Native of England, UK, so inevitably I speak British English (coded as en-GB under ISO standards). We'd probably call my regional accent RP (received pronunciation) which is spoken across London, the home counties and the south-east of England. I defer to guidance on world dialects of English given online in the Oxford English Dictionary at oxforddictionaries.com – though my Yorkshire roots are occasionally betrayed by an instinctive flat northern vowel, as in /wɒn/


Speakers of English as a second language often overlook the everyday intonations that that have produced some of the world's great poetry.

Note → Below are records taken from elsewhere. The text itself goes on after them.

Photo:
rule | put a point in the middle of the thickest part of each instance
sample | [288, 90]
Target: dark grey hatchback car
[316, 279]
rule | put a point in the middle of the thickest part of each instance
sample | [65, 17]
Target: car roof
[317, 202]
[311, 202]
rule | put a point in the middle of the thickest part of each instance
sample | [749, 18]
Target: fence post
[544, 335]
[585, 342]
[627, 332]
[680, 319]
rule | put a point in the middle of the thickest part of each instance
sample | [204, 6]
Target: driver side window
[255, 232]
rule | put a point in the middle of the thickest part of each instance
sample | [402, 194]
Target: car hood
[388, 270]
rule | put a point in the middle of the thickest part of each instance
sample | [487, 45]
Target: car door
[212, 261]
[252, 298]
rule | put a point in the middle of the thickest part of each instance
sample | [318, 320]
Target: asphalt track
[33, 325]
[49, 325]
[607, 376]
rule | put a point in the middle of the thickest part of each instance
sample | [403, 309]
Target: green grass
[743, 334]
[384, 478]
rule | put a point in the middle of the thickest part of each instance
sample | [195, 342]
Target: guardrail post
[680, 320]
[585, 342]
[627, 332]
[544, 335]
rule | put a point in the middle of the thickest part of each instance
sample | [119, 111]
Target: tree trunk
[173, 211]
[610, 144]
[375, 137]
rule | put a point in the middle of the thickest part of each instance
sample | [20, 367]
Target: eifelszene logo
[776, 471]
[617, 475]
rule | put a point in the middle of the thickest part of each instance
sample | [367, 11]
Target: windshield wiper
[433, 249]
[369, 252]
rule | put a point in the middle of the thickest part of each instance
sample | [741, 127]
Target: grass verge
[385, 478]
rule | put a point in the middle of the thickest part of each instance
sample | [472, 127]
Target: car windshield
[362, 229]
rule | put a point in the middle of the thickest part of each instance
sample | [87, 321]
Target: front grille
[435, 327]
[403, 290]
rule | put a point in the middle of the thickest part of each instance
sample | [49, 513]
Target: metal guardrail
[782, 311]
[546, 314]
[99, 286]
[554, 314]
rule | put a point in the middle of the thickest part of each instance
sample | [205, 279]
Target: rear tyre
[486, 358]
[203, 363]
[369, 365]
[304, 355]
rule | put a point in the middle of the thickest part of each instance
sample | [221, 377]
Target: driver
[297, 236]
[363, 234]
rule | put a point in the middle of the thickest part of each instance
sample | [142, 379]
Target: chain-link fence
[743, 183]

Two patterns of stress dominate spoken English. When emphasis falls on the second syllable in a two-syllable word (hell-O, be-GIN, to-DAY, ro-MANCE), the stressed vowel is usually louder and longer. This everyday pattern is captured perfectly by much of Shakespeare's output, written in what poets call the iambic pentameter (five beats to the line, where the stress is on the second of two syllables), as in:
"Shall I com-PARE thee TO a SUM-mer's DAY? " (stress the word I in second place), and:
"I KNOW a BANK where-ON the WILD thyme BLOWS" (no stress on I as the first word).

The opposite rhythm is the trochee - the poet's term for stressing the first of two syllables: ENG-lish, MON-day, TRO-chee, PO-em, SHAKE-speare, ANG-lo SAX-on.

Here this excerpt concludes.